California Water II
Copyright (c) 2007
NOTE: This title is available only as an eBOOK in Kindle format.
California Water II is a thoroughly updated second edition of this comprehensive, yet concise guide to historical, legal, and policy issues affecting the use of water in California. This edition is a major resource for local officials in water districts, cities, and counties as well as for lawyers, judges, engineers, planners, community leaders, environmentalists, developers, and farmers.
Among the topics covered are California water supplies, their use and development, environmental issues, water rights and regulations, the public trust doctrine, water litigation, conservation, and the law of the Colorado River. This book is not limited to all reported case decisions but does include hard-to-find, practical information.
Also addressed are such questions as: How much water does California have? Where does it come from? Are we really a water-short state? How is our water used? How much do we need? What changes in federal and state water laws have occurred in the last decade? What critical issues must environmental, urban and agricultural interests address to reconcile their competing demands for water?
The story of the long running negotiations and battles over Colorado River water is told, ending in a settlement that requires a cut-back in California uses, but allows the transfer of agricultural water from the Imperial Irrigation District to urban Southern California uses. In the Delta, the State Water Board finally set water quality standards (D-1641) that determine the amount of water that the enormous State and Federal projects can export. That State Board decision was recently generally upheld in a 173-page opinion by Justice Ronald R. Robie, in a ruling that will shape California water law and our uses of water for many years to come.

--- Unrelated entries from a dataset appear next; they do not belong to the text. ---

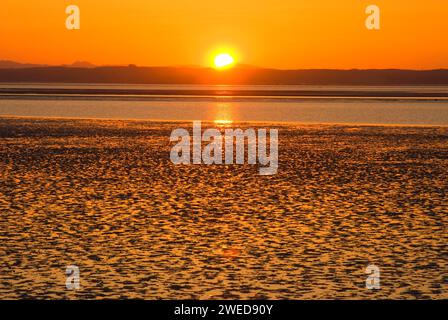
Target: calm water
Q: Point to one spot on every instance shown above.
(373, 109)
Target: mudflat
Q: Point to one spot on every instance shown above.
(103, 195)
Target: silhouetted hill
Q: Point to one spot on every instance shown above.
(238, 75)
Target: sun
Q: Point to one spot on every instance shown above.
(224, 61)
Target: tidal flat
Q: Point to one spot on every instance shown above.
(103, 195)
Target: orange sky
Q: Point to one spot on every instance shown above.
(283, 34)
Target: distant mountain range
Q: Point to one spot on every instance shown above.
(85, 72)
(8, 64)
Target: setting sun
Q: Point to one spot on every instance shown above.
(224, 60)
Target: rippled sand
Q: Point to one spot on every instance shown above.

The progress of CALFED – and its lack of progress – plays a significant role in the last 10 years, and its history is discussed. Groundwater, called one of California’s “greatest natural resources,” gets a chapter of its own, dealing with groundwater storage, pollution, and the Supreme Court’s most important decision in a generation on groundwater law. Much attention is also given to the continuing clash between the use of water for fish and environmental purposes, and the diversion of water for farms and cities. The impact of the U.S. Endangered Species Act is told in detail. Finally, water transfers from agriculture to cities has emerged as a major source of supply in the last decade, and the subject is well covered.
About the Authors
Arthur Littleworth is highly regarded as a legal expert on California and national water issues and in 1990 was appointed by the United States Supreme Court as Special Master to hear the case between the states of Kansas and Colorado involving rights to the Arkansas River. In 1977 he was one of two practicing lawyers appointed tho the Governor's Commission to Review California Water Rights Law. He has tried a number of important Water Rights cases, including representing the State Water Contractors in the Bay-Delta hearing process beginning in 1987, litigating the right of East Bay Municipal Utility District to take water from the American River, establishing the right of State Water Contractors to continue levying taxes after passage of Proposition 13 to make payments for water from the State Water Project, and acting as on of the lead counsels in stream system adjudications involving thousand of parties.
Eric Garner has practiced environmental law since 1987, representing public and private clients on endangered species and other environmental and water-related issues throughout California. He has taught courses on water law for University of California Extension and has written numerous environmental articles for statewide and national publications, including the law review article “Institutional Reforms in California Groundwater Law.”